Parkland gaps are uneven
On paper, Mountain View clears the traditional benchmark of 3 acres of parkland per 1,000 residents, but that headline number leans heavily on North Bayshore. As reported by the Mountain View Voice, the city has 46 parks and school fields in that ratio, including 35 city-owned sites and 11 under a joint-use agreement. Take North Bayshore and its 750-acre Shoreline regional area out of the equation, and the ratio drops to about 1.94 acres per 1,000 residents.
The draft plan singles out several planning areas as having the most serious shortages: Rengstorff, Thompson, Sylvan Dale, and Central Stierlin, which includes Rex Manor and Terra Bella. Those are the neighborhoods most likely to feel the squeeze if the city cannot deliver more accessible green space.
Funding choices are limited
Staff told the council that current revenue sources, including the General Fund, the Capital Improvement Program, parkland dedication, and in lieu fees, can support only incremental work. They are not enough to cover the kind of land purchases the plan envisions. The draft points to several supplemental funding strategies but notes that none of them can carry the load on their own.
One of the few options that could raise money at scale is a voter-approved revenue measure that staff are evaluating for the 2026 General Election. The memo also notes that the city will review and update developer park land dedication standards and recreation fees through a nexus study. Those details are included in the same report from the City of Mountain View.
Council debate: land versus small fixes
When the plan hit the dais, council members zeroed in on what the next generation of parks should look like and where to allocate the money first. Several pushed staff to weave biodiversity and nature into future designs, and the discussion turned into a tug-of-war between saving for large land purchases and spreading funds across smaller improvements in park-poor areas.
Council member Lucas Ramirez urged the city to lean harder on developers to provide actual park parcels rather than opting for in-lieu fees. Council member Ellen Kamei argued that many privately owned public open spaces “feel like POPOs” and should be upgraded to function more like true city parks. Mayor Emily Ann Ramos suggested using biodiversity as a unifying theme to connect parks across the city. These comments were reported by the Mountain View Voice.

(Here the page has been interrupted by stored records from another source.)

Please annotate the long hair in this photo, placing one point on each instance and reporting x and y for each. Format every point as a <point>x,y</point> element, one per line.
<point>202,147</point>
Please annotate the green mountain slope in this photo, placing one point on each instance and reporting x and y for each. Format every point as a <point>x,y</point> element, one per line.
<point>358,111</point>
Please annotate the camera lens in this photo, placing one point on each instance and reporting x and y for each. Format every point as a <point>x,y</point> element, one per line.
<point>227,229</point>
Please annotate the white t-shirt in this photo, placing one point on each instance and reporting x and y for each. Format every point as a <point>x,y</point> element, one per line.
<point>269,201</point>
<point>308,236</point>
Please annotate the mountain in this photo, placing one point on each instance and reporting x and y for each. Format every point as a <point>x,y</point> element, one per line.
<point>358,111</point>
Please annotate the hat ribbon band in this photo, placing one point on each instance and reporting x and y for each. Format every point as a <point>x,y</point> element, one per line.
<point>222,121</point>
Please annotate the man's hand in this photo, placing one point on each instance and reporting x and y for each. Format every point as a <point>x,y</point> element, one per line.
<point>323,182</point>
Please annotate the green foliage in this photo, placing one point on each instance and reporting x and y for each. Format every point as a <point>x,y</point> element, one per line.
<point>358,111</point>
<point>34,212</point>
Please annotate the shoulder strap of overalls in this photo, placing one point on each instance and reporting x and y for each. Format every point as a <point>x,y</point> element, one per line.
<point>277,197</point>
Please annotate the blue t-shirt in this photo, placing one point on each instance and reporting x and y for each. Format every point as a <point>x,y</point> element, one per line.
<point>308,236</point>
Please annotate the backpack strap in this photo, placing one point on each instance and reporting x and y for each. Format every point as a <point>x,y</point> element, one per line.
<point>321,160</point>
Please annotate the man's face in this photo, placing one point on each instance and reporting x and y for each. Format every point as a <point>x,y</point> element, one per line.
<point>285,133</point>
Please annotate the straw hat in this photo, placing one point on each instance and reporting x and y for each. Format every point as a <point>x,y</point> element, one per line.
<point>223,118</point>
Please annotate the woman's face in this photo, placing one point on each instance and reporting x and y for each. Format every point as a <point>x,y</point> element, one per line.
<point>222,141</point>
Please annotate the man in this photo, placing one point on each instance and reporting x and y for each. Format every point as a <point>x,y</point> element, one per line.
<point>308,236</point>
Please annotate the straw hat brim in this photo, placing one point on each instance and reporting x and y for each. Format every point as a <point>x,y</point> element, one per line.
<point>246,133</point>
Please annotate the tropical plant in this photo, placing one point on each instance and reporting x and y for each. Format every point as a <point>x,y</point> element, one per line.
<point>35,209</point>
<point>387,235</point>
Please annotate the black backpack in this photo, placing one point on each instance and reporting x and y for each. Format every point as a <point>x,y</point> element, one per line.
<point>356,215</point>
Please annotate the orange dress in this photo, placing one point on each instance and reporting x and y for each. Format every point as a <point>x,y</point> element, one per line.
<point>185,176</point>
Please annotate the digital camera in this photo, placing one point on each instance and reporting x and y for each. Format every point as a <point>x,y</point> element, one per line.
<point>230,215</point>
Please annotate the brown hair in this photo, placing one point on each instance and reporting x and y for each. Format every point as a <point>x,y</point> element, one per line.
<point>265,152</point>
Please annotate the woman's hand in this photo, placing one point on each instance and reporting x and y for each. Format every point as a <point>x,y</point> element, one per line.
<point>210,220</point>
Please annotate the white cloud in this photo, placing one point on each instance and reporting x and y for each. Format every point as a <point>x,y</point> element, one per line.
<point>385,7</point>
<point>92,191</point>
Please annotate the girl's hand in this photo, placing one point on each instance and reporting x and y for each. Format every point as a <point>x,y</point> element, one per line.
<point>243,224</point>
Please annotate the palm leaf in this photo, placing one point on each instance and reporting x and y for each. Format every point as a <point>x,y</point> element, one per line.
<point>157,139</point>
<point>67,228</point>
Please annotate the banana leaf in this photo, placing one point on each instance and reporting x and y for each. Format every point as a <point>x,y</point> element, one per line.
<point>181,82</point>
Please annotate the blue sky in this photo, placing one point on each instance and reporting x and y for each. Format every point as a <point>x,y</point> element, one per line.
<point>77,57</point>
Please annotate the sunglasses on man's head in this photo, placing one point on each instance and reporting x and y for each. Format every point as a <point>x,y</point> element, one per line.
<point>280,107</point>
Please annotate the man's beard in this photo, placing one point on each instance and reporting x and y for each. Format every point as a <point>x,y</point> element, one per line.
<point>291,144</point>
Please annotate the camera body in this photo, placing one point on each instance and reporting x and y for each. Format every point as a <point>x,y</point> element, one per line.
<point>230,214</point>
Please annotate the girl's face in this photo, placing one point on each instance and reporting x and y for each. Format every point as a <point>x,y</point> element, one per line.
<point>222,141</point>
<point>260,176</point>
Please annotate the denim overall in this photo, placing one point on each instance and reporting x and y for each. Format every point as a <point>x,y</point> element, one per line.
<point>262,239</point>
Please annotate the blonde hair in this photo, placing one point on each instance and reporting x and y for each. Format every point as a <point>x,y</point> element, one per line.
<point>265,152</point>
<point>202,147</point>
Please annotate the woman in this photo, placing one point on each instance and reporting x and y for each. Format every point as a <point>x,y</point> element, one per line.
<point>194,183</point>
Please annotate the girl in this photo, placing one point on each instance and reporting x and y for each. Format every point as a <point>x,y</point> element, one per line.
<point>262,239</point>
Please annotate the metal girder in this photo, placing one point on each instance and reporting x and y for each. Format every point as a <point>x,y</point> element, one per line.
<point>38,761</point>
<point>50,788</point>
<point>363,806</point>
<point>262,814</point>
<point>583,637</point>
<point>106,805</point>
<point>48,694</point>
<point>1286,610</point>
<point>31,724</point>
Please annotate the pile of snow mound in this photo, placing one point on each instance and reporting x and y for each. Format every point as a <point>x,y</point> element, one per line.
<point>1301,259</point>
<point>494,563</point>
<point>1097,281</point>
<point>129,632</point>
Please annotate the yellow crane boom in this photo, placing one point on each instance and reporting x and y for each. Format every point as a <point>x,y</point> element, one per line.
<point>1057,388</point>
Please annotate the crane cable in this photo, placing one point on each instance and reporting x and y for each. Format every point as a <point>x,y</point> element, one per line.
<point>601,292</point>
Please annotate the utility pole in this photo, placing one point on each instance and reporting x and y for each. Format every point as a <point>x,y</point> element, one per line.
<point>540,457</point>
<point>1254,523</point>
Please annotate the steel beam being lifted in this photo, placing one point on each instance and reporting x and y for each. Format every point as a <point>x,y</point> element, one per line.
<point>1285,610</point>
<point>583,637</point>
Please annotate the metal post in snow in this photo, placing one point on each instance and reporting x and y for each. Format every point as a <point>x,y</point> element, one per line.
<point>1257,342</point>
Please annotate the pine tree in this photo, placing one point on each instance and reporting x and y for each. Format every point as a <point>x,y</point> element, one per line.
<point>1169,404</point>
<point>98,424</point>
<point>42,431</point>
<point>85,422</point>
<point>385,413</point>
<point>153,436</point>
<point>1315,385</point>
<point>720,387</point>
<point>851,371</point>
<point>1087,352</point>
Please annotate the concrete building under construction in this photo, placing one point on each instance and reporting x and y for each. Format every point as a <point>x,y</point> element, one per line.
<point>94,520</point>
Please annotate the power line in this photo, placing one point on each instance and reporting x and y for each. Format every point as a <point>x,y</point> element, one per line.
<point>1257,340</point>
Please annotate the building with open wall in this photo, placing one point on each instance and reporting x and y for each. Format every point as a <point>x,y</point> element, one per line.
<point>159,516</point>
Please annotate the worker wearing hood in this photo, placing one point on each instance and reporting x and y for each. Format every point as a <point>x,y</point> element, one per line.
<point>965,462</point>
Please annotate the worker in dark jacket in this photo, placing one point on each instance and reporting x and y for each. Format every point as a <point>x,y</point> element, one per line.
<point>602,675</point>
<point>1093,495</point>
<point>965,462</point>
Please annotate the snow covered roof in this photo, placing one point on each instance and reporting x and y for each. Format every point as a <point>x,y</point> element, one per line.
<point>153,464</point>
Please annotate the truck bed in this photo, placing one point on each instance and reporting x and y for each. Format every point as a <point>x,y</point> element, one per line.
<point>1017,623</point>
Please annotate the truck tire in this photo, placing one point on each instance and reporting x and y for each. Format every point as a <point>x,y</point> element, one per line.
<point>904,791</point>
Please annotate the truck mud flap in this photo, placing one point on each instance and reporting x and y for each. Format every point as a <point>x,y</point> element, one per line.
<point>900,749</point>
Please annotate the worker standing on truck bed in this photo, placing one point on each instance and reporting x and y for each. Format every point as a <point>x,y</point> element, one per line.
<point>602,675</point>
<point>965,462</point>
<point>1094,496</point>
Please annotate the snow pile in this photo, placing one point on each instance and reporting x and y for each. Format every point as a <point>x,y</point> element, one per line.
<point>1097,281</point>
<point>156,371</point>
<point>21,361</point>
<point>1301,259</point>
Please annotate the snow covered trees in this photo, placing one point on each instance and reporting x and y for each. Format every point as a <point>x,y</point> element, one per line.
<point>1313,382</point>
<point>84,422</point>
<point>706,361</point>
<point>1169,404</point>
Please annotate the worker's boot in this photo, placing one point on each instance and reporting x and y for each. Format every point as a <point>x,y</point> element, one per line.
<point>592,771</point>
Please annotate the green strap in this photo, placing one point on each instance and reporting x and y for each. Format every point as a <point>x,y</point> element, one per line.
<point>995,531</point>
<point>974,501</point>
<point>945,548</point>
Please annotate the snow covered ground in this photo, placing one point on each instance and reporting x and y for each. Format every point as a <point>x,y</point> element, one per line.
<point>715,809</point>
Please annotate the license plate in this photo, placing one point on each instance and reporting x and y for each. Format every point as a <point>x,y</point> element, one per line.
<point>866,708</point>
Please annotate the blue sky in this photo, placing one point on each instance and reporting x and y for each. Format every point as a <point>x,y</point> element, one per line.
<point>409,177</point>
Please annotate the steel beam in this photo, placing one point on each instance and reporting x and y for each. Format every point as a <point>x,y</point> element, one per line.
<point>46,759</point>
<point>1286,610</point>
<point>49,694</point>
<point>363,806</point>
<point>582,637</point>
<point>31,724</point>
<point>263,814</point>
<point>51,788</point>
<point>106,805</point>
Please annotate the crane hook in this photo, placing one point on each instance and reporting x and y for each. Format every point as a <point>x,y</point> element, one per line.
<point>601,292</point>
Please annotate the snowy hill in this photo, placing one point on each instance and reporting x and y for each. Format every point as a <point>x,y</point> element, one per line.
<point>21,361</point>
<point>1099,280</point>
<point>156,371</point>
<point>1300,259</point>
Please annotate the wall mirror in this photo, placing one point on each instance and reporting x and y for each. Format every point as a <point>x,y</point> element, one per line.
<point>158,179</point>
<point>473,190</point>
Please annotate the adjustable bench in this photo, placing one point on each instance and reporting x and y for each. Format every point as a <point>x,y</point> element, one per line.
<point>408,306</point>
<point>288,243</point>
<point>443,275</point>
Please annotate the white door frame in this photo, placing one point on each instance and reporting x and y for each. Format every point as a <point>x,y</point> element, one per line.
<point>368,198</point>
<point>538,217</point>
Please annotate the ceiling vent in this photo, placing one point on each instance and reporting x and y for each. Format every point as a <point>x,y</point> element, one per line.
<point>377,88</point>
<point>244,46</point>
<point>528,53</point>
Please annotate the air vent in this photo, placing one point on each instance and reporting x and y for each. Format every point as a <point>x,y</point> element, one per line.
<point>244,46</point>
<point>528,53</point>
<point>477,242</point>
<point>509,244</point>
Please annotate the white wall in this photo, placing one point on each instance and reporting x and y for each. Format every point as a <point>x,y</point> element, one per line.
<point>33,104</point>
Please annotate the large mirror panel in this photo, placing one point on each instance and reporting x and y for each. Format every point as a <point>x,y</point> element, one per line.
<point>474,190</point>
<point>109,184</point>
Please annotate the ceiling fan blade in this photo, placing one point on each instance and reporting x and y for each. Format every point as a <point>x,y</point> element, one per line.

Next steps and public input
City staff will now fold the council’s feedback into a refined draft and bring it back to the Parks and Recreation Commission in March. City Council consideration and potential adoption are targeted for May. The project webpage hosts the draft plan, meeting materials, and a public comment window tied to this review phase, and staff say that if the plan moves forward, a public-facing dashboard and annual reporting will track progress. For more on the project and how to weigh in, visit the plan page at ImagineMVParks.com.
What residents should watch for
The fundamental choice before Mountain View is straightforward, even if the politics and money are not: hold onto reserves to buy a handful of large parks, or use constrained funds for many smaller neighborhood upgrades. The council’s regular schedule, the second and fourth Tuesday of each month, means the Feb. 24 meeting is the next likely chance for staff recommendations on fees and developer standards to surface. The meeting calendar and contact information are listed on the City of Mountain View page.